「罪と罰」

ひさびさのシアターコクーン。勝村さんが「罪と罰」のポルフィーリーをやるってことでそれは観ておかんと…!と思って足を運びました。

いやー正直、長丁場だし、観念的な台詞は続くし、かなり演劇体力を試される4時間弱。あ、もう、いいや、と途中で心が折れるとあっというまに取り残されるやつやな…と思いながら観ていました。キャストもうまい人を揃えていて、うまいだけでなく華もあり申し分ないのだが、いわゆる舞台上での「横方向のボール」ばかりで、こちらに対する「縦方向のボール」がない。こっちから必死になって舞台上で起こっていることの意味や面白さを拾っていかなきゃいけない感じなので、もしこれを私が高校生のときに観ていたら、たぶんドフトエスキーも演劇も退屈だった、という烙印を押しかねないな…と思ったり。

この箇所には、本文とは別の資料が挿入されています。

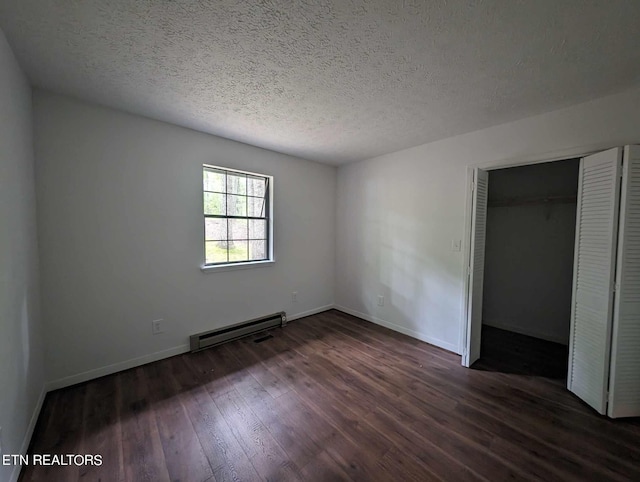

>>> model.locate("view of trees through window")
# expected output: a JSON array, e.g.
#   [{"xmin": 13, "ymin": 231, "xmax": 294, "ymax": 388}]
[{"xmin": 203, "ymin": 166, "xmax": 269, "ymax": 265}]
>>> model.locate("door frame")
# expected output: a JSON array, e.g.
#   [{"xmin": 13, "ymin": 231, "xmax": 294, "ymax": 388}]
[{"xmin": 459, "ymin": 143, "xmax": 608, "ymax": 367}]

ああいった猥雑な雰囲気の舞台美術で、混沌としたさまを見せつつ長丁場を見せきるのであれば、どこかに突出したエネルギーが欲しかった気はします。個人的にはどこをつかんでよいかわからぬままに一幕が終わってしまった感じがあってこれはこのままだとヤバいな!?と思ったんだけど、二幕は最初から波に乗って見られたので何とか岸にたどりついた…という感じ。

勝村さん、かの「刑事コロンボ」を彷彿とさせるというか、淡々としながらいつのまにか手錠をはめられてる、みたいな佇まいだったので、ちょっと意外だったな。もっと「ホトケもホシもいただき」とばかりにネチっこくくるタイプのポルフィーリーを予想してた。朴訥の仮面をかぶったヘビもこれはこれで好き。春馬くん、ほんとこれ大変だろうな…!体力的にも心情的にも相当な重労働と思われる。でもこういうのやりきった役者さんてぜったい演劇体力が格段にあがったりするもんね。

最近のコクーンの演目立てにあまりときめかなくなってきてしまったところもあるんですが(こんまり論法)、やっぱり渋谷の雄ですし、ここらで新規芸術監督をドーンと迎えて新機軸を打ち出してほしいななどと思う今日この頃です。